LITTLE ROCK — Two workers who tested positive for marijuana after being injured in an explosion when they tried to use a blow torch to open a 55-gallon drum that had contained flammable liquid were rightly denied workers’ compensation, the state Court of Appeals ruled Wednesday.

In a split decision, the court affirmed a state Workers’ Compensation Commission ruling against Matthew Edmisten and Greg Prock in the case stemming from a November 2007 accident at Bull Shoals Landing on Bull Shoals Lake in North Arkansas.

Three dissenting judges said there was no evidence that the accident occurred because of marijuana use.

According to the majority opinion, Edmisten held the barrel, which had contained marine oil, while Prock applied an acetylene torch to it in an attempt to cut it open. The resulting explosion caused both men to be engulfed in flames, from which they escaped by jumping into the lake.

In a hearing, the men testified that they had not used marijuana on the day of the accident, though they had used it in the past. A co-worker testified he had seen the men on the day of the accident and they did not appear to be impaired.

Edmisten and Prock also testified that they had not been warned against using a torch to open barrels. Prock testified that he had used that method previously.

Steve Eastwold, co-owner of Bull Shoals Landing, testified that he had shown Prock how to use a pneumatic air chisel to open barrels. He said he had never seen Prock use an acetylene torch for that purpose and had never approved that method.

An administrative law judge ruled that the injury was the result of an attempt to finish a task quickly, not the result of drug use.
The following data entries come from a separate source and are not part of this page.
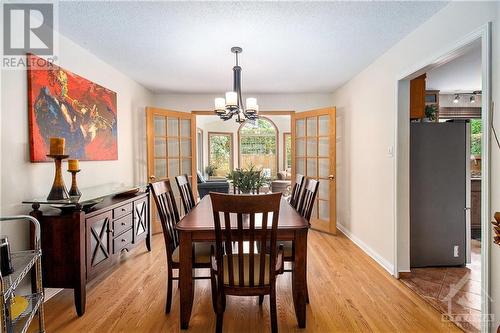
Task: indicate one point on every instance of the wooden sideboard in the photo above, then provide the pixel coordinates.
(78, 246)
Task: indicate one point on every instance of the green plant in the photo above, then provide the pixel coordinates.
(247, 180)
(476, 136)
(431, 112)
(210, 169)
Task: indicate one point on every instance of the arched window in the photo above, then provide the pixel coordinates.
(258, 145)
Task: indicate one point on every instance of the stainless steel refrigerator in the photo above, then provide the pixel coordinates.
(439, 194)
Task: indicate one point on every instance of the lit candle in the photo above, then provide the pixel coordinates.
(220, 103)
(251, 104)
(231, 98)
(56, 146)
(73, 165)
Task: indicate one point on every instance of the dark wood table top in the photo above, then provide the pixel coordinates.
(201, 218)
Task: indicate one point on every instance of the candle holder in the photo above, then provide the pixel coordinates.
(74, 191)
(58, 191)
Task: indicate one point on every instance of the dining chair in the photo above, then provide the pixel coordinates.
(169, 216)
(296, 191)
(245, 273)
(186, 191)
(305, 207)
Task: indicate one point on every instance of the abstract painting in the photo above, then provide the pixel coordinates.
(63, 104)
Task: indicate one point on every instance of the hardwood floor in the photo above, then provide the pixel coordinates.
(453, 290)
(348, 292)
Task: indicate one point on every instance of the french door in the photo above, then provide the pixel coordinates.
(171, 137)
(313, 155)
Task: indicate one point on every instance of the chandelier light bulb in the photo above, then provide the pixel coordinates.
(251, 104)
(231, 98)
(220, 104)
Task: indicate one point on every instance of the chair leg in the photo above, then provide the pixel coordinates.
(221, 307)
(307, 294)
(169, 290)
(213, 281)
(272, 305)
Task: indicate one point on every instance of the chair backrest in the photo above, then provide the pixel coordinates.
(187, 197)
(169, 215)
(296, 191)
(250, 215)
(308, 197)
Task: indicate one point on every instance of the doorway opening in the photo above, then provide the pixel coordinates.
(442, 168)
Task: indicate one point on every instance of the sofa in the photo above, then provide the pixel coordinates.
(206, 186)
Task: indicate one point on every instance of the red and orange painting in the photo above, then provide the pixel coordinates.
(63, 104)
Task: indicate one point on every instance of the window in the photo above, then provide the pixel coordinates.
(476, 135)
(287, 150)
(258, 145)
(220, 155)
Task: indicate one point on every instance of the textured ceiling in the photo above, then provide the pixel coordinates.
(287, 46)
(462, 74)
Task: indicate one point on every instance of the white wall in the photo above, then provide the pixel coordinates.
(21, 179)
(267, 102)
(215, 124)
(367, 105)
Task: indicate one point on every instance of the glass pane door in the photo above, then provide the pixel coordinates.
(313, 147)
(171, 138)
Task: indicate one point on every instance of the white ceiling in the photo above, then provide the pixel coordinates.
(462, 74)
(287, 46)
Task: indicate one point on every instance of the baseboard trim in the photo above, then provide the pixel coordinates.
(50, 292)
(368, 250)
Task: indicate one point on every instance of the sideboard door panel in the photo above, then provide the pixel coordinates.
(98, 243)
(140, 219)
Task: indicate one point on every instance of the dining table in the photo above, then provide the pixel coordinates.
(198, 226)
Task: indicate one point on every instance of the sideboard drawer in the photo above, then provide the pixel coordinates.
(122, 210)
(122, 224)
(122, 241)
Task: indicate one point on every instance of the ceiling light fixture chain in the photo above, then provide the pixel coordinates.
(233, 105)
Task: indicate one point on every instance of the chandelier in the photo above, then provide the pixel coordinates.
(232, 105)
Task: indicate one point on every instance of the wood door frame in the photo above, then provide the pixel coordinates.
(401, 161)
(150, 113)
(230, 134)
(331, 111)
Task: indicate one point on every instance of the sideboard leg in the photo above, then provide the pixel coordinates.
(80, 299)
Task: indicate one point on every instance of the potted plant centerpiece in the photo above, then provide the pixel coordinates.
(247, 180)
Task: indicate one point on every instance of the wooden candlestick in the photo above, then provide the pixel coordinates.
(58, 191)
(74, 191)
(73, 165)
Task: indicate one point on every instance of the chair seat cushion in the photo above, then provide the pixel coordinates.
(201, 253)
(246, 261)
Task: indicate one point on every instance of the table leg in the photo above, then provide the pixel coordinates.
(185, 278)
(299, 274)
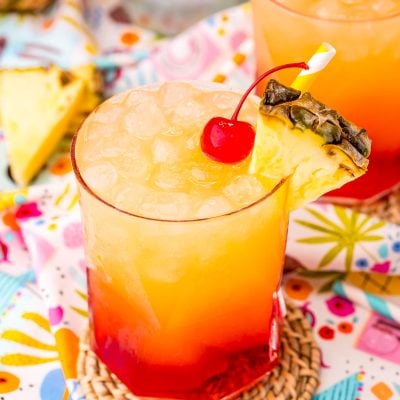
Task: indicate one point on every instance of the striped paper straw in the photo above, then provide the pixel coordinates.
(317, 62)
(367, 300)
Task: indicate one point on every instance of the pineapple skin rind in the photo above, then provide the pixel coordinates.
(301, 138)
(305, 112)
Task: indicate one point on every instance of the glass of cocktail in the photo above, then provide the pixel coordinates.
(361, 81)
(184, 254)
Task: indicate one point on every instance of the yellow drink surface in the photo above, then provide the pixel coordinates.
(141, 153)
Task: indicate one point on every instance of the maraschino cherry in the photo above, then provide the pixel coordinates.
(229, 140)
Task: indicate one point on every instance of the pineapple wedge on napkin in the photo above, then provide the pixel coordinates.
(37, 107)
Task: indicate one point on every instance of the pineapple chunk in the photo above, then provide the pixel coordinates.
(36, 106)
(298, 136)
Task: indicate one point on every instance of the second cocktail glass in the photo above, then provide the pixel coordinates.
(361, 81)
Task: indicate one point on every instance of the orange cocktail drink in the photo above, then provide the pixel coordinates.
(184, 254)
(361, 82)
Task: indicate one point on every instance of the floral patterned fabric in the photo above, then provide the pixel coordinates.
(43, 300)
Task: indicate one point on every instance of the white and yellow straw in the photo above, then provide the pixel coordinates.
(317, 62)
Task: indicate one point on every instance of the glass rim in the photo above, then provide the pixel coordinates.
(88, 189)
(335, 20)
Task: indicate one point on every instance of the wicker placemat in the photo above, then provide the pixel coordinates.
(295, 378)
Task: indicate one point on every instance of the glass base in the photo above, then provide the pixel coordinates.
(383, 176)
(240, 370)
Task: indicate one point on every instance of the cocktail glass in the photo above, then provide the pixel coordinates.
(180, 308)
(361, 82)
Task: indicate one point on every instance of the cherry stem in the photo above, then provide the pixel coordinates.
(302, 65)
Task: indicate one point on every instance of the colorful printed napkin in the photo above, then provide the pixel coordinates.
(43, 299)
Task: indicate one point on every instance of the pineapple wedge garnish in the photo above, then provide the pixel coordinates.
(300, 137)
(36, 107)
(92, 96)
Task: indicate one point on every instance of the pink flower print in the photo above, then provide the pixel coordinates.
(339, 306)
(28, 210)
(73, 235)
(381, 268)
(82, 265)
(55, 315)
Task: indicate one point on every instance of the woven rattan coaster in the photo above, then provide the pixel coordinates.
(295, 378)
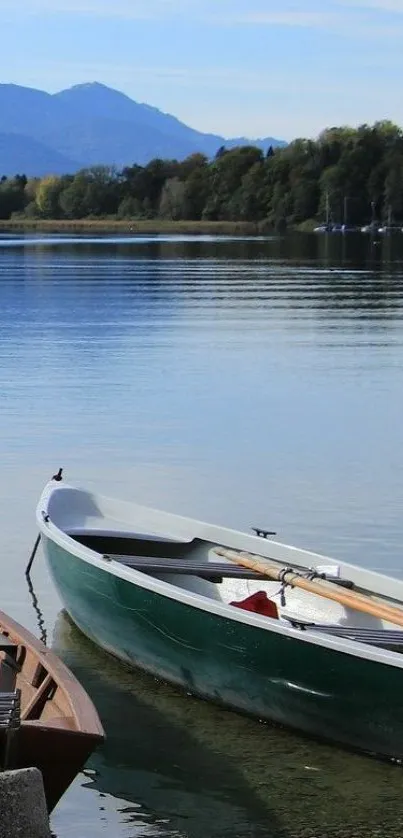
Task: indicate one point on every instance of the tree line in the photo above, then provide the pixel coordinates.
(359, 171)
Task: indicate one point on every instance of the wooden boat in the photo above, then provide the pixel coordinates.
(47, 720)
(318, 646)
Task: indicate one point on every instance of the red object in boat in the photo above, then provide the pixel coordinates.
(259, 603)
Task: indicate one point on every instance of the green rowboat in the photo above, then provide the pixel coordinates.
(150, 588)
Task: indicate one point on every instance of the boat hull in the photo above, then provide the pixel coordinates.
(319, 690)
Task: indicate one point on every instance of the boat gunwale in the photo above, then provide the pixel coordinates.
(200, 601)
(83, 711)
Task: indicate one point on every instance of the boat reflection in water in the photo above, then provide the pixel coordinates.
(173, 765)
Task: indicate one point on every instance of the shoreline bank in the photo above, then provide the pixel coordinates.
(128, 227)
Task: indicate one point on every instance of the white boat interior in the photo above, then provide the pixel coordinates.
(182, 552)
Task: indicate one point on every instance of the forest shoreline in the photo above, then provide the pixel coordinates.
(155, 226)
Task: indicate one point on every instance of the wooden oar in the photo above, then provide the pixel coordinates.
(350, 599)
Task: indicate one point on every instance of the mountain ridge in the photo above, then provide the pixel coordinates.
(93, 124)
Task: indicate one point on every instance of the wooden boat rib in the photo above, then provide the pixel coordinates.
(59, 725)
(153, 589)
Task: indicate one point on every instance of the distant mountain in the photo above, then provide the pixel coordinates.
(23, 155)
(92, 124)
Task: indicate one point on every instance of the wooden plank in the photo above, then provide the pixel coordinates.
(206, 570)
(318, 586)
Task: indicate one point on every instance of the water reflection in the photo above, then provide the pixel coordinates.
(205, 771)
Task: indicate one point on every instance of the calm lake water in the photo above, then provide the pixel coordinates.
(243, 381)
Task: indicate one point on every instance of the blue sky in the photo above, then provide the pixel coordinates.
(250, 67)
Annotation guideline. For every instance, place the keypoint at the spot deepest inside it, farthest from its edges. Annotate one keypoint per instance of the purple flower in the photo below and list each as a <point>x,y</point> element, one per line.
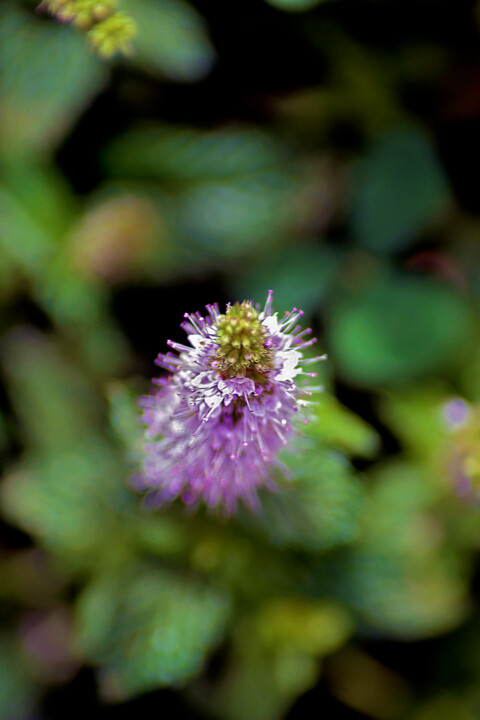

The commission overturned that ruling, finding that the men’s testimony was not credible.

The commission also said the testimony of a co-worker that the men did not appear impaired was not persuasive because about 90 minutes transpired between when the co-worker saw the men and the accident, and the men could have smoked marijuana during that time.

In its majority opinion Wednesday, the Court of Appeals said the commission weighed the credibility of the witnesses and reached a reasonable conclusion.

“We affirm because the commission’s decision displays a substantial basis for the denial of relief,” Judge Doug Martin wrote in the majority opinion in Prock’s appeal.

Judges David Glover, John Pittman, John Robbins, Waymond Brown and Jospehine Linker Hart joined Martin in voting to uphold the commission. Judges Larry Vaught, Raymond Abramson and Cliff Hoofman voted to overturn the commission.

“The commission had to resort to speculation or conjecture to conclude that the use of marijuana caused the accident because there was no evidence of impairment and no evidence that drug use caused this accident,” Abramson wrote in the minority opinion in Prock’s appeal.